Despite President Trump's threats to leave the meeting if his expectations weren't met, after about five hours of peaceful conversation, the two agreed to no longer take part in any "war games," by signing a de-nuclearization pledge.
A pledge, by the way, that the North Korean leadership has made before, yet here we are.
Regardless, President Trump had many positive things to say about the North Korean leader, and even said they now have "special bond."
"We both want to do something, we both are going to do something and we have developed a very special bond."
Who would have thought after months of taunting one another with deadly missiles, and whose nuclear button is bigger, this would be the outcome.
Some Texas leaders are pleased with the results.
"Whether it's an inch or a mile, we need to move forward, and I think just the parties meeting is a tremendous victory, I think, for us," said John Lee of the Greater Dallas Korean-American Chamber of Commerce.
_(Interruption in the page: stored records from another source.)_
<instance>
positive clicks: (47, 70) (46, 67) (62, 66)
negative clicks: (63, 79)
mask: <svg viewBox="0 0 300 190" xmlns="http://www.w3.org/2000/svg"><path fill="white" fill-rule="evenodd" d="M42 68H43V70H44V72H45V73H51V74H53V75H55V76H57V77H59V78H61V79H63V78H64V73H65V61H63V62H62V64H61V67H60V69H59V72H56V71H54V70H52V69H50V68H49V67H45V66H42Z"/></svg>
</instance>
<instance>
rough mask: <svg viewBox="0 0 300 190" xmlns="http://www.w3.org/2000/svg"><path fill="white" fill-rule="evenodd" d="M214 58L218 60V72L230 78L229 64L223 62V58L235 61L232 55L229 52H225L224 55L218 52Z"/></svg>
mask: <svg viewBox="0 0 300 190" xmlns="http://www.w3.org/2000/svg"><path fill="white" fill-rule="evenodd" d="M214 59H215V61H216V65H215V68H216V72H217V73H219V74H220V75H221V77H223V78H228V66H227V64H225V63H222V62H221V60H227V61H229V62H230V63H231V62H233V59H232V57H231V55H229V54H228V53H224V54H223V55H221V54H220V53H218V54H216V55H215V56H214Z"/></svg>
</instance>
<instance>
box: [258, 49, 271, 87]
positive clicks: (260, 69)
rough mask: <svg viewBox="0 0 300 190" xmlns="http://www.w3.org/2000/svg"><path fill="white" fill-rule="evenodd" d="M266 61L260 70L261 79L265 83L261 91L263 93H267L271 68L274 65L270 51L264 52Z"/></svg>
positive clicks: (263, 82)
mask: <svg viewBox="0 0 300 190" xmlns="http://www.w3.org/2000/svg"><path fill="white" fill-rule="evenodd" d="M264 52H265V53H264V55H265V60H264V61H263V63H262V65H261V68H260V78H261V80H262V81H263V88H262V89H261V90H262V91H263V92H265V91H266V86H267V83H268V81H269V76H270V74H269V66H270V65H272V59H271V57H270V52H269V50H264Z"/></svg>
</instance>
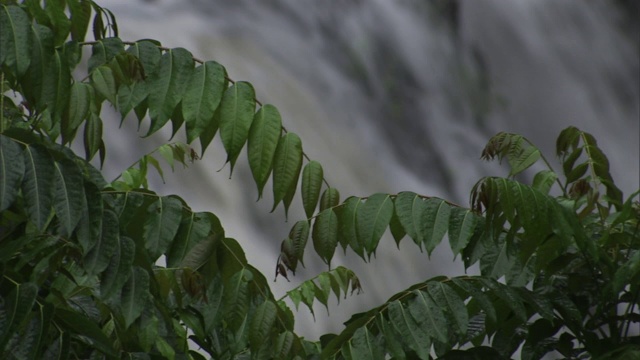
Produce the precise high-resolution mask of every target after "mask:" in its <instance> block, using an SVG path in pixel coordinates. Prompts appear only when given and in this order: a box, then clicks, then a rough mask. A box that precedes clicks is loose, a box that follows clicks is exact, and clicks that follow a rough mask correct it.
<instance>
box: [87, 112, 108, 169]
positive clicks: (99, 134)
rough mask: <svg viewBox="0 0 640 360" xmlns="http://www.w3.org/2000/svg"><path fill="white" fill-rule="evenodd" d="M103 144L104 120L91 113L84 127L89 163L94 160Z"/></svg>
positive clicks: (88, 159)
mask: <svg viewBox="0 0 640 360" xmlns="http://www.w3.org/2000/svg"><path fill="white" fill-rule="evenodd" d="M102 146H104V143H103V142H102V120H101V119H100V117H99V116H98V115H97V114H94V113H91V115H89V118H88V119H87V121H86V123H85V126H84V149H85V158H86V159H87V161H89V160H91V159H93V157H94V156H95V155H96V153H97V152H98V151H99V150H100V147H102Z"/></svg>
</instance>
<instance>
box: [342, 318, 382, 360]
mask: <svg viewBox="0 0 640 360" xmlns="http://www.w3.org/2000/svg"><path fill="white" fill-rule="evenodd" d="M350 342H351V346H352V355H353V359H354V360H355V359H362V360H377V359H379V360H383V359H385V354H384V352H383V351H382V347H381V346H380V343H379V342H378V340H377V339H376V337H375V335H373V334H372V333H371V332H370V331H369V329H368V328H367V327H366V326H363V327H361V328H359V329H358V330H356V332H355V333H354V334H353V337H352V338H351V341H350Z"/></svg>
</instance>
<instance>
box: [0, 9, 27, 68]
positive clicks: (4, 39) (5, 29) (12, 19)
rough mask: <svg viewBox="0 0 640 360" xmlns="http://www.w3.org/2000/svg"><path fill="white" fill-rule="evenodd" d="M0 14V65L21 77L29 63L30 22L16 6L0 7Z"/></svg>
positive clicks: (26, 15)
mask: <svg viewBox="0 0 640 360" xmlns="http://www.w3.org/2000/svg"><path fill="white" fill-rule="evenodd" d="M1 10H2V11H1V12H0V49H2V51H0V54H1V55H0V65H5V64H6V65H7V66H8V67H10V68H11V70H12V71H13V72H14V73H15V74H16V76H17V77H21V76H22V75H24V74H25V73H26V72H27V69H29V64H30V62H31V57H30V54H31V46H32V38H31V20H29V17H28V16H27V14H26V13H25V12H24V10H22V9H21V8H19V7H18V6H14V5H10V6H4V5H2V9H1Z"/></svg>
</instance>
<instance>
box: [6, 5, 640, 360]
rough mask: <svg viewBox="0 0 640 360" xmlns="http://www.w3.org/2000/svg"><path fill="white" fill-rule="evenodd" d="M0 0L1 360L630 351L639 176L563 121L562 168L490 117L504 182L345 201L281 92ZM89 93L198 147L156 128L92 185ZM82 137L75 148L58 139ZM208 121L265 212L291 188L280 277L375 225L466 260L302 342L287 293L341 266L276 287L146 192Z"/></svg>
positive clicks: (390, 356) (241, 256)
mask: <svg viewBox="0 0 640 360" xmlns="http://www.w3.org/2000/svg"><path fill="white" fill-rule="evenodd" d="M0 10H1V11H0V25H1V29H0V30H1V31H0V35H1V38H0V49H1V52H0V65H1V66H2V74H1V77H0V83H1V86H2V96H1V98H0V108H1V109H2V110H1V111H2V113H1V115H2V116H1V117H0V215H1V216H0V274H1V275H2V277H1V278H0V296H1V298H0V352H1V353H2V358H34V359H43V358H46V359H48V358H68V357H71V358H163V357H164V358H194V359H199V358H203V355H201V354H204V353H206V354H208V355H209V356H211V357H212V358H215V359H234V358H238V359H241V358H247V359H249V358H250V359H270V358H281V359H294V358H323V359H333V358H336V359H384V358H388V357H391V358H394V359H415V358H419V359H428V358H432V357H437V358H443V359H460V358H465V359H466V358H478V359H501V358H510V357H512V356H514V352H515V351H516V350H517V349H520V351H521V357H522V358H523V359H537V358H540V357H542V356H543V355H545V354H547V353H550V352H553V351H555V352H556V355H557V354H558V353H559V354H561V355H562V356H564V357H567V358H587V357H594V358H601V359H614V358H631V357H633V356H636V357H637V356H640V346H639V345H638V343H640V336H639V335H638V331H637V327H638V323H639V322H640V312H639V310H638V303H639V300H640V287H639V284H640V251H639V248H640V229H639V227H640V223H639V220H640V206H639V205H638V200H637V199H638V195H639V192H638V191H636V192H635V193H633V194H632V195H631V196H628V197H627V198H624V197H623V194H622V192H621V191H620V190H619V189H618V188H617V187H616V185H615V183H614V181H613V179H612V178H611V175H610V174H609V164H608V161H607V158H606V156H605V155H604V153H603V152H602V150H601V149H600V148H599V147H598V145H597V143H596V140H595V139H594V138H593V136H591V135H590V134H588V133H586V132H583V131H580V130H578V129H576V128H573V127H570V128H567V129H565V130H564V131H563V132H562V133H561V134H560V136H559V137H558V141H557V155H558V156H559V158H560V160H561V164H562V171H560V172H556V171H554V170H553V169H552V167H551V166H550V165H549V162H548V161H547V159H546V158H545V157H544V156H543V154H542V152H541V151H540V150H539V149H538V148H536V147H535V146H534V145H533V144H531V143H530V142H529V141H528V140H527V139H526V138H524V137H522V136H520V135H515V134H507V133H500V134H497V135H496V136H494V137H493V138H492V139H491V140H490V141H489V144H488V145H487V147H486V148H485V149H484V152H483V157H484V158H486V159H493V158H496V157H497V158H498V159H499V160H503V159H506V160H507V162H508V164H509V166H510V173H509V177H507V178H502V177H487V178H483V179H480V181H478V183H477V184H476V186H474V188H473V189H472V191H471V204H470V207H468V208H467V207H463V206H459V205H456V204H453V203H451V202H448V201H446V200H443V199H439V198H435V197H430V196H424V195H419V194H417V193H414V192H408V191H407V192H401V193H399V194H383V193H377V194H372V195H371V196H368V197H355V196H350V197H347V198H346V199H345V200H343V201H340V193H339V191H338V190H337V189H336V188H332V187H329V185H328V183H327V182H326V180H325V177H324V173H323V170H322V166H321V165H320V164H319V163H318V162H316V161H311V160H309V159H308V157H307V156H306V154H305V153H304V152H303V150H302V142H301V140H300V138H299V137H298V136H297V135H296V134H294V133H291V132H288V131H286V130H285V129H284V128H283V127H282V120H281V118H280V115H279V113H278V110H277V109H276V107H274V106H272V105H268V104H265V105H263V104H261V103H260V102H258V101H257V100H256V99H255V94H254V90H253V87H252V86H251V84H249V83H247V82H234V81H233V80H231V79H230V78H229V77H228V75H227V74H226V71H225V69H224V67H223V66H222V65H220V64H218V63H216V62H214V61H207V62H203V61H200V60H198V59H195V58H194V57H193V56H192V55H191V53H190V52H188V51H187V50H185V49H182V48H174V49H169V48H165V47H162V46H161V45H160V44H159V43H158V42H156V41H153V40H140V41H136V42H125V41H123V40H121V39H120V38H118V37H117V35H118V31H117V23H116V19H115V17H114V16H113V14H112V13H111V12H109V11H108V10H106V9H104V8H102V7H100V6H99V5H97V4H96V3H94V2H93V1H87V0H66V1H65V0H57V1H47V2H45V3H44V4H42V3H41V2H39V1H31V0H26V1H23V2H22V3H20V4H16V2H15V1H7V0H4V1H2V5H1V8H0ZM89 28H91V29H92V32H93V37H94V41H90V42H86V41H85V35H86V33H87V32H88V29H89ZM83 47H91V55H90V56H89V58H88V59H83V52H82V51H81V49H82V48H83ZM85 66H86V67H85ZM105 102H106V103H108V104H110V106H113V107H114V108H115V109H117V111H118V112H119V113H120V115H121V116H122V120H123V121H124V120H125V118H126V117H127V115H128V114H129V113H131V112H132V111H133V113H134V114H135V116H136V118H137V119H138V121H139V123H143V122H144V123H148V131H147V135H151V134H153V133H154V132H156V131H158V130H160V129H161V128H163V127H165V126H166V125H167V124H168V123H169V122H170V123H171V125H172V129H173V133H174V134H175V133H176V132H178V131H179V130H180V129H181V128H182V127H183V125H184V129H185V133H186V139H187V143H188V144H191V143H192V142H194V141H196V140H198V141H199V143H200V150H201V153H200V155H198V154H197V153H196V151H195V150H194V149H193V148H192V147H191V146H190V145H187V144H183V143H168V144H164V145H162V146H160V147H159V148H158V149H157V150H156V151H154V152H152V153H150V154H147V155H145V156H144V157H142V158H141V159H140V160H139V161H138V162H137V163H136V164H134V165H133V166H132V167H130V168H128V169H126V170H125V171H123V172H122V174H121V176H120V177H119V178H118V179H116V180H115V181H113V182H111V183H108V182H107V181H105V180H104V178H103V176H102V175H101V173H100V171H99V170H98V169H96V168H95V167H94V166H93V165H92V164H91V163H89V161H90V160H91V159H93V158H94V157H95V156H96V155H98V157H99V159H100V161H101V162H104V159H105V157H106V155H107V149H106V146H105V143H104V141H103V133H102V119H101V115H100V114H101V108H102V105H103V104H104V103H105ZM256 107H258V109H257V111H256ZM79 133H82V138H83V145H84V146H83V147H84V150H85V154H84V158H82V157H80V156H78V155H76V154H75V153H74V152H73V151H71V150H70V147H69V145H70V144H72V143H73V142H74V140H75V139H76V136H77V135H78V134H79ZM218 133H219V136H220V138H221V140H222V143H223V145H224V149H225V151H226V153H227V155H228V156H227V161H228V162H229V163H230V167H231V169H233V167H234V165H235V164H236V162H237V160H238V158H239V154H240V151H241V150H242V149H243V148H244V147H245V146H246V147H247V154H248V163H249V165H250V168H251V171H252V173H253V177H254V180H255V183H256V186H257V190H258V194H259V196H261V195H262V192H263V190H264V187H265V185H266V184H267V182H268V179H269V177H271V179H272V191H273V195H274V200H275V201H274V205H273V207H274V209H275V208H276V207H277V206H278V205H279V204H280V203H282V204H283V207H284V209H285V212H286V211H288V208H289V206H290V205H291V204H292V202H293V200H294V198H295V195H296V191H297V189H298V183H300V189H301V190H300V194H301V196H300V197H301V200H302V203H303V208H304V212H305V214H303V218H304V219H303V220H300V221H297V222H295V224H294V226H293V228H292V230H291V232H290V234H289V236H288V237H287V238H286V239H284V240H283V242H282V245H281V254H280V257H279V259H278V263H277V266H276V274H277V275H282V276H284V277H287V276H288V272H289V271H291V272H292V273H294V274H295V271H296V269H297V266H298V264H302V265H304V263H303V261H304V260H303V256H304V251H305V249H306V248H307V243H308V240H309V237H311V240H312V241H311V242H312V245H313V248H314V250H315V252H316V253H317V255H318V256H319V257H320V258H321V259H322V260H323V261H325V262H326V263H327V264H328V265H329V266H330V265H331V260H332V258H333V255H334V253H335V250H336V248H337V247H338V244H339V245H340V246H341V247H342V248H343V249H344V251H347V249H350V251H353V252H354V253H356V254H357V255H359V256H360V257H361V258H362V259H363V260H364V261H368V260H369V259H370V258H371V255H374V256H375V253H376V249H377V247H378V244H379V242H380V241H381V239H382V238H383V234H385V232H387V229H389V231H390V233H391V235H392V236H393V238H394V239H395V242H396V243H397V244H398V246H399V245H400V242H401V241H402V240H403V239H404V238H405V237H408V238H410V239H411V240H412V241H413V242H414V243H415V245H417V246H418V247H419V248H420V249H426V250H427V253H428V254H430V253H431V252H432V251H433V249H434V248H435V247H436V246H438V245H439V244H440V243H441V242H442V241H443V239H445V238H447V239H448V242H449V245H450V247H451V250H452V252H453V253H454V254H455V255H460V256H461V258H462V260H463V261H464V263H465V265H466V267H470V266H472V265H474V264H478V263H479V269H480V274H479V275H474V276H459V277H453V278H448V277H442V276H439V277H435V278H432V279H428V280H426V281H424V282H421V283H418V284H415V285H413V286H411V287H410V288H408V289H406V290H405V291H402V292H400V293H397V294H395V295H393V296H391V297H390V298H389V300H388V301H386V302H384V303H383V304H381V305H380V306H378V307H376V308H374V309H370V310H368V311H366V312H363V313H360V314H355V315H353V317H352V318H351V319H350V320H349V321H348V322H346V323H345V328H344V330H343V331H342V332H341V333H340V334H327V335H324V336H322V337H321V338H320V340H319V341H315V342H314V341H309V340H307V339H304V338H301V337H299V336H298V335H296V334H295V332H294V316H293V312H292V311H291V310H290V309H289V307H288V305H287V303H286V302H285V300H286V299H289V300H290V301H291V302H292V303H293V304H294V305H295V307H296V308H297V307H298V306H299V304H300V303H303V304H305V305H306V306H308V307H309V308H310V309H311V306H312V305H313V303H314V302H315V301H319V302H320V303H322V304H323V305H325V306H327V300H328V298H329V296H330V295H331V293H333V294H334V295H335V296H337V297H338V298H340V297H341V296H343V295H345V296H346V294H347V293H349V292H353V291H358V292H359V290H360V283H359V281H358V278H357V277H356V275H355V274H354V273H353V272H352V271H350V270H348V269H346V268H343V267H337V268H335V269H331V268H329V271H327V272H323V273H321V274H319V275H318V276H317V277H315V278H313V279H309V280H307V281H305V282H304V283H302V285H300V286H299V287H297V288H295V289H293V290H291V291H289V292H288V293H287V295H286V296H285V298H283V299H275V298H274V296H273V294H272V293H271V291H270V288H269V285H268V282H267V281H266V279H265V277H264V276H263V275H262V274H261V273H260V272H259V271H258V270H257V269H256V268H254V267H252V266H251V265H250V264H249V263H247V260H246V258H245V256H244V253H243V249H242V248H241V246H240V245H239V243H238V242H237V241H236V240H234V239H231V238H227V237H225V233H224V230H223V227H222V225H221V224H220V222H219V220H218V218H217V217H216V216H215V215H214V214H212V213H208V212H194V211H192V210H191V209H190V208H189V206H188V205H187V204H186V203H185V202H184V201H183V200H182V199H181V198H179V197H178V196H174V195H170V196H160V195H159V194H157V193H155V192H153V191H151V190H149V189H148V184H147V175H148V170H149V167H153V168H155V169H156V170H157V171H158V172H159V173H160V175H161V176H162V174H163V173H162V171H163V170H162V167H161V165H160V161H159V160H158V159H159V158H164V159H165V160H166V162H168V164H169V165H170V166H173V164H174V163H175V162H181V163H184V164H188V163H189V162H191V161H195V160H197V159H199V157H200V156H201V155H202V154H203V153H204V152H205V150H206V148H207V147H208V145H209V144H210V143H211V141H212V139H213V138H214V136H215V135H216V134H218ZM141 141H143V140H141ZM158 155H159V156H158ZM305 159H306V164H305ZM538 162H542V163H543V164H544V165H545V167H546V169H545V170H542V171H539V172H537V173H535V176H534V177H533V182H532V184H531V185H527V184H525V183H523V182H519V181H517V180H515V179H514V177H515V176H517V175H518V174H521V173H522V172H524V171H525V170H527V169H531V167H532V166H533V165H534V164H537V163H538ZM303 165H304V166H303ZM296 215H298V214H296ZM196 348H197V349H199V350H198V351H195V350H194V349H196Z"/></svg>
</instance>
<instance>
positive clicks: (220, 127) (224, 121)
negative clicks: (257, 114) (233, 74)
mask: <svg viewBox="0 0 640 360" xmlns="http://www.w3.org/2000/svg"><path fill="white" fill-rule="evenodd" d="M255 109H256V103H255V92H254V90H253V86H252V85H251V84H249V83H248V82H244V81H238V82H236V83H235V84H233V85H232V86H231V87H229V88H228V89H227V90H226V91H225V92H224V95H223V97H222V102H221V103H220V139H221V140H222V144H223V145H224V149H225V150H226V151H227V162H228V163H230V165H231V173H233V167H234V166H235V163H236V160H237V159H238V156H239V155H240V151H241V150H242V148H243V147H244V144H245V142H246V141H247V138H248V137H249V129H250V128H251V122H252V121H253V116H254V113H255Z"/></svg>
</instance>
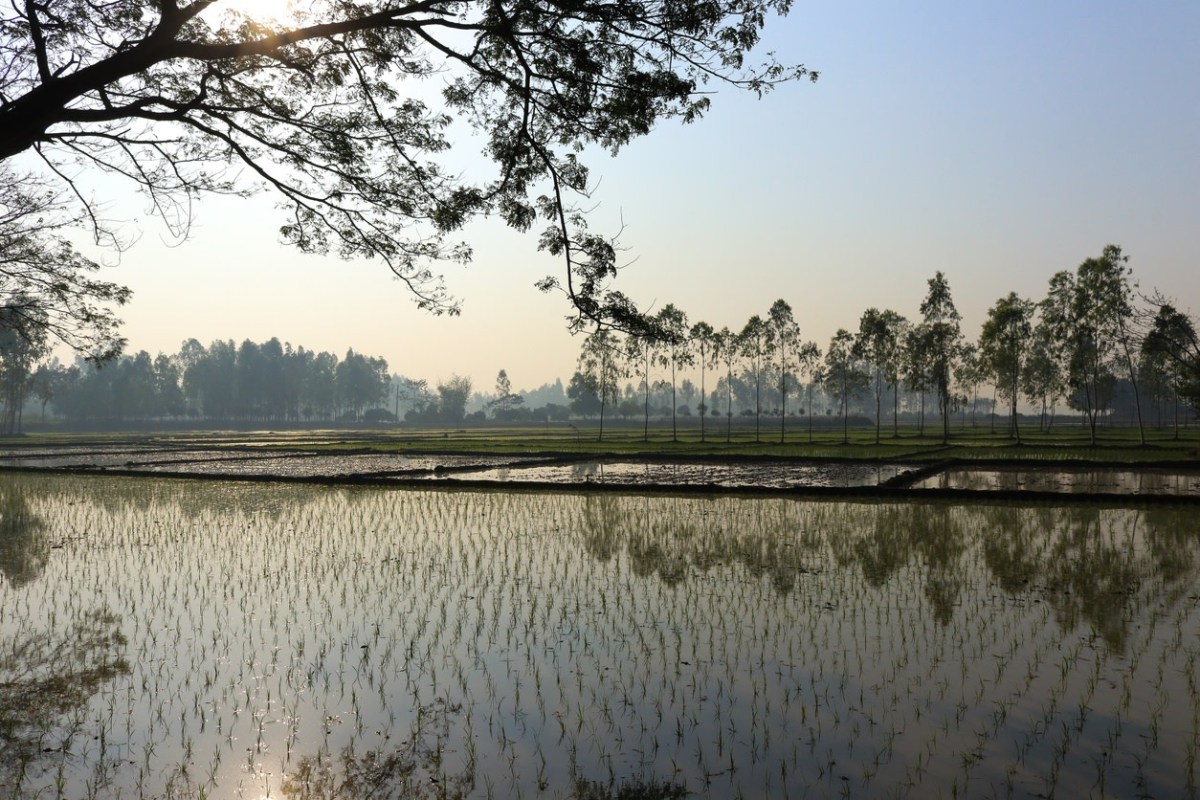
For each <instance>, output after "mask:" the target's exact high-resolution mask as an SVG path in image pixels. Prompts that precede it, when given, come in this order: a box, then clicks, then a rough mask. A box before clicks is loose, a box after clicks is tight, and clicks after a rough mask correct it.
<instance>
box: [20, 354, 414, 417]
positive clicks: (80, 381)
mask: <svg viewBox="0 0 1200 800" xmlns="http://www.w3.org/2000/svg"><path fill="white" fill-rule="evenodd" d="M12 353H20V350H19V349H18V350H14V351H11V350H7V349H0V374H2V378H4V380H5V390H6V391H5V397H4V402H5V423H6V425H5V427H6V431H5V432H6V433H13V432H16V429H17V425H18V423H19V417H18V415H19V414H20V410H22V409H23V408H24V399H25V397H26V396H28V397H32V398H35V399H37V401H40V402H41V405H42V413H43V415H44V411H46V407H47V405H50V407H52V408H53V410H54V411H55V413H56V414H58V415H59V416H62V417H65V419H67V420H70V421H73V422H88V421H146V420H161V419H184V417H187V419H204V420H257V421H300V420H305V421H308V420H331V419H337V417H349V419H360V417H361V416H362V415H364V414H365V413H366V411H367V410H368V409H372V408H374V407H378V405H380V404H382V403H384V402H385V401H386V399H388V396H389V390H390V385H391V378H390V375H389V373H388V362H386V361H384V360H383V359H379V357H372V356H365V355H362V354H359V353H355V351H354V350H353V349H350V350H348V351H347V353H346V356H344V357H342V359H338V357H337V356H336V355H334V354H331V353H317V351H314V350H307V349H305V348H304V347H296V348H293V347H292V345H290V344H284V343H281V342H280V341H278V339H277V338H272V339H269V341H266V342H263V343H260V344H259V343H254V342H251V341H250V339H247V341H245V342H242V343H241V344H240V345H238V344H235V343H234V342H233V341H232V339H230V341H220V339H218V341H215V342H212V343H211V344H210V345H209V347H206V348H205V347H204V345H203V344H200V343H199V342H198V341H196V339H188V341H187V342H185V343H184V345H182V347H181V348H180V350H179V353H178V354H175V355H170V356H168V355H163V354H158V355H157V356H155V357H151V356H150V354H149V353H146V351H145V350H142V351H139V353H137V354H134V355H132V356H122V357H120V359H116V360H113V361H109V362H102V363H94V362H88V361H84V360H78V361H77V362H76V363H74V365H72V366H64V365H61V363H59V362H58V361H50V362H48V363H42V365H41V366H38V367H37V368H36V369H30V362H29V361H28V359H26V360H17V359H13V357H12V356H11V354H12Z"/></svg>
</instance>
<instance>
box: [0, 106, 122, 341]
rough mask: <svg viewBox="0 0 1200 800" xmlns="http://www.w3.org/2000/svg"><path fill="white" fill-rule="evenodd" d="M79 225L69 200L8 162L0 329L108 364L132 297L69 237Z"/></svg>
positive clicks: (0, 181)
mask: <svg viewBox="0 0 1200 800" xmlns="http://www.w3.org/2000/svg"><path fill="white" fill-rule="evenodd" d="M0 104H2V102H0ZM4 124H5V122H4V115H2V114H0V130H2V126H4ZM2 136H4V134H2V133H0V137H2ZM79 221H80V219H79V216H78V212H77V211H72V209H70V207H68V204H67V203H66V201H65V200H64V198H62V196H61V193H56V192H55V191H54V190H53V188H50V187H48V186H46V185H44V182H42V181H36V180H23V179H20V178H19V176H18V175H17V173H16V172H14V170H13V169H12V168H11V167H10V166H7V164H5V163H2V162H0V313H2V318H0V326H2V329H4V330H5V331H7V332H11V333H12V335H14V336H16V337H19V338H23V339H25V341H26V342H28V343H30V344H31V345H34V347H43V345H44V344H46V343H47V341H48V339H55V341H59V342H64V343H65V344H67V345H70V347H72V348H74V349H76V350H78V351H79V353H82V354H83V355H84V356H85V357H89V359H92V360H96V361H100V360H104V359H108V357H112V356H113V355H115V354H116V353H119V351H120V349H121V347H122V345H124V344H125V341H124V339H122V338H121V337H120V336H119V333H118V327H119V325H120V320H119V319H116V317H115V313H114V311H113V307H114V306H121V305H124V303H125V302H127V301H128V299H130V290H128V289H126V288H124V287H120V285H116V284H115V283H110V282H107V281H100V279H96V277H95V272H97V271H98V270H100V269H101V267H100V265H98V264H97V263H96V261H94V260H91V259H89V258H85V257H84V255H83V254H80V253H79V251H78V249H77V248H76V247H74V245H73V243H72V242H71V240H70V237H68V234H70V231H71V229H72V228H74V227H76V225H77V223H79Z"/></svg>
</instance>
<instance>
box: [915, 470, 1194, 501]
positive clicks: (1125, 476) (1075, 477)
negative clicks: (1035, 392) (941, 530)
mask: <svg viewBox="0 0 1200 800" xmlns="http://www.w3.org/2000/svg"><path fill="white" fill-rule="evenodd" d="M913 486H914V488H920V489H974V491H1006V492H1020V491H1025V492H1062V493H1076V492H1078V493H1108V494H1194V495H1200V473H1194V471H1193V473H1183V471H1171V470H1164V469H1142V470H1127V469H1079V468H1066V469H1062V468H1055V469H1019V468H1010V469H948V470H946V471H943V473H938V474H937V475H931V476H929V477H926V479H924V480H922V481H918V482H917V483H914V485H913Z"/></svg>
Former NBA star Dennis Rodman, who had been criticized for his friendship with Kim Jong Un, even had an emotional breakdown following the summit.
"Everybody came at me and I am still standing. And today is a great day for everybody, Singapore, Tokyo, China. A great day. I'm here to see it. I'm so happy," Rodman said.
Overall the summit went on cool, calm, and collected, and ended with a pending invitation for Kim Jong Un to come to the White House. Who knows, maybe the two will have future meetings over coffee in D.C., which would certainly be better than the alternative.